KNN imputation predicts the missing value by looking at its "neighbors"—the other data points that are most similar to it. In this case, similarity is determined by the 'TEMP' column.

+ Goal: To find the missing 'SEASON' for the row where 'TEMP' is 18.
+ Process (with k=1): The algorithm finds the single data point (k=1) with the 'TEMP' value closest to 18.
    +  The temperature closest to 18 is 14.

    + The season corresponding to the temperature 14 is "Rainy."
+ Result: Based on its nearest neighbor, the missing value is imputed as "Rainy."

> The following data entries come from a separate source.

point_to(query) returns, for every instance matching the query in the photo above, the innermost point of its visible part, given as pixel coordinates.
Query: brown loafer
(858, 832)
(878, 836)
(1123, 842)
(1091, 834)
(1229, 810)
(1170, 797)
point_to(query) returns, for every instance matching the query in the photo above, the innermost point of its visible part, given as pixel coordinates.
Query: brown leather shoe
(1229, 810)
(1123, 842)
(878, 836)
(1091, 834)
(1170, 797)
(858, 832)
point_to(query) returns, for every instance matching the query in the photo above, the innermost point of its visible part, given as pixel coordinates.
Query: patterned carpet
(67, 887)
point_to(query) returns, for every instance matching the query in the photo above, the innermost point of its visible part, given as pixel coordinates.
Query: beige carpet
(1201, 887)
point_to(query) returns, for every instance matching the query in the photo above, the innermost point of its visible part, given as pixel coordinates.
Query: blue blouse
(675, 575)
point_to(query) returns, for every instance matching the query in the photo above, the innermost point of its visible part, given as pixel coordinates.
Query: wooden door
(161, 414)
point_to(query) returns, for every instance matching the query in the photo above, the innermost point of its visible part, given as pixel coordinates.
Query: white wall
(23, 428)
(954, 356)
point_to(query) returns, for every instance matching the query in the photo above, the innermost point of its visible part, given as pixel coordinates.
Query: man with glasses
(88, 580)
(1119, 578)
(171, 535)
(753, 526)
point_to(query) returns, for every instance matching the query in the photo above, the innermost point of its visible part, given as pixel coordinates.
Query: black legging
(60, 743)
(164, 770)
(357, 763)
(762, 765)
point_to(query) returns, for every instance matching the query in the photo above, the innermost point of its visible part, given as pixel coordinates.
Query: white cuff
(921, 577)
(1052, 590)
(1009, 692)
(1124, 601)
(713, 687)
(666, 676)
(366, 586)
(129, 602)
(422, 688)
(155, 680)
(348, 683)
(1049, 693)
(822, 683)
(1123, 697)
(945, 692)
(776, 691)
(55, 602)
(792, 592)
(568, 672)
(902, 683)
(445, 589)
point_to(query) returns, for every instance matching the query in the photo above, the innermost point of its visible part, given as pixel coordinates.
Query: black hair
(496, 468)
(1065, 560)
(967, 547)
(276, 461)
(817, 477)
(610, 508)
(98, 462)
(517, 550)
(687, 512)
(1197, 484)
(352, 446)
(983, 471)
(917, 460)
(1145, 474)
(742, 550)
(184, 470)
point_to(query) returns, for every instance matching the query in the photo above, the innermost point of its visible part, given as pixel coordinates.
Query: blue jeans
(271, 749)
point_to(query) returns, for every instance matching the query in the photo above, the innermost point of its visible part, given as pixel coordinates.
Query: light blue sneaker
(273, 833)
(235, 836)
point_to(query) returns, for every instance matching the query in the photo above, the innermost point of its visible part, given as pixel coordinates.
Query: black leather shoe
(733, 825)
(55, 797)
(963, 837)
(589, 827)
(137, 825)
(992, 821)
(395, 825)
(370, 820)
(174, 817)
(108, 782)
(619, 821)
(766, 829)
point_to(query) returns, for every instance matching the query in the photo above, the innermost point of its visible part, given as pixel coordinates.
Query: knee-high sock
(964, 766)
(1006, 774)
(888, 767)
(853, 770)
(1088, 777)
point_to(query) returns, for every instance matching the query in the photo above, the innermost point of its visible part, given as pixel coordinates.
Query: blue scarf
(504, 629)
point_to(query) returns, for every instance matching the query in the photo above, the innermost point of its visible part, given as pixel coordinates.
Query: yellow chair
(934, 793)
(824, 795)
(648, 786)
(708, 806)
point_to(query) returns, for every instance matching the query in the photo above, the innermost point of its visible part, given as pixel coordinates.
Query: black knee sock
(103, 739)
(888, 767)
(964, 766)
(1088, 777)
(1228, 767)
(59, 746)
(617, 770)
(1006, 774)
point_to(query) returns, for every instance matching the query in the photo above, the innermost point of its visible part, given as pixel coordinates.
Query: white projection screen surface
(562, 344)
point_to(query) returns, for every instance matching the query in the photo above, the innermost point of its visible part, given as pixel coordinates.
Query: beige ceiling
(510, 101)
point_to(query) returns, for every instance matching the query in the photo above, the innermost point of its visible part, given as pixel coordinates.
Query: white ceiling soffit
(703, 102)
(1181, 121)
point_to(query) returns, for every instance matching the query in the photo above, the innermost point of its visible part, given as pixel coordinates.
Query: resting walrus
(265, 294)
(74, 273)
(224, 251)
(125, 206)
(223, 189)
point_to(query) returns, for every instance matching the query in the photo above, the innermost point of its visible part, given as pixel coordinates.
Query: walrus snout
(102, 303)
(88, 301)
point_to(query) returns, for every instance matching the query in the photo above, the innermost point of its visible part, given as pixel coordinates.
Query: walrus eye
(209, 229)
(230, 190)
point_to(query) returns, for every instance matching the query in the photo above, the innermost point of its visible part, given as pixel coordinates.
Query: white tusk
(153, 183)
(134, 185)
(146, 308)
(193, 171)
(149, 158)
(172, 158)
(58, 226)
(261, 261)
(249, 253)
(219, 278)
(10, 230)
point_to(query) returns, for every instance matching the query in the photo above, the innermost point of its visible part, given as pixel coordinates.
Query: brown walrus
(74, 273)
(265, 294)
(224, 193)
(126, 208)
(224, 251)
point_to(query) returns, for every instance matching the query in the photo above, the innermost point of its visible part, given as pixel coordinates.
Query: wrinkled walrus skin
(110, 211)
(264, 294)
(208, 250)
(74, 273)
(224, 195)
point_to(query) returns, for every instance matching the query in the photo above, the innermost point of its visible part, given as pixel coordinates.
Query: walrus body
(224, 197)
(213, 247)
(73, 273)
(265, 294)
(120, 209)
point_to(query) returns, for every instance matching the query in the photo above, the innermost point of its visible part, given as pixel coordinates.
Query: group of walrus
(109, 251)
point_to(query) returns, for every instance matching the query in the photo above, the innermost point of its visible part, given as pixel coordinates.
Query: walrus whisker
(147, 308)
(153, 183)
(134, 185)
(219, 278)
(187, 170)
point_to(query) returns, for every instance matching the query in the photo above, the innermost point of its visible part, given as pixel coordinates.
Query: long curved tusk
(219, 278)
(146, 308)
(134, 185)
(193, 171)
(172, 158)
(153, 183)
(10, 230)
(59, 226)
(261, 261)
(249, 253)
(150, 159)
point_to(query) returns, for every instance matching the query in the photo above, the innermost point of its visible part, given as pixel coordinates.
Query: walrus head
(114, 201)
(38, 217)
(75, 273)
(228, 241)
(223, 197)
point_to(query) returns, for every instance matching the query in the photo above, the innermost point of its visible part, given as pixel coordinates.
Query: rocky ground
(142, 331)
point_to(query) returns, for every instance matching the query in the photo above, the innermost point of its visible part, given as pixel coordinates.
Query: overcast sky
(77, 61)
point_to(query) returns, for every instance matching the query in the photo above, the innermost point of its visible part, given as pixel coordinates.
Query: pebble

### 6. Imputation or Transformation

+ Imputation = filling missing values (mean, median, regression, KNN).
+ Transformation = applying mathematical changes (log, square root, scaling).
+ Purpose: stabilize variance, improve normality, or reduce skewness.

TRANSFORMER -- Trasform categorical data numerical data to build ml model. Transformer also called as **IMPUTEATION TECHNIQUE**

NLP -- This technique is called **EMBEDDING**.

Transformer are of 3 types -->
1. DUMMY VARIABLE 
2. LABEL ENCODER
3. ONE HOT ENCODER

### 7. Variable Creation (Feature Engineering)

+ Creating new variables from existing ones to capture more information.
+ Example: From “Date of Birth” → create “Age”
+ Increases predictive power of models.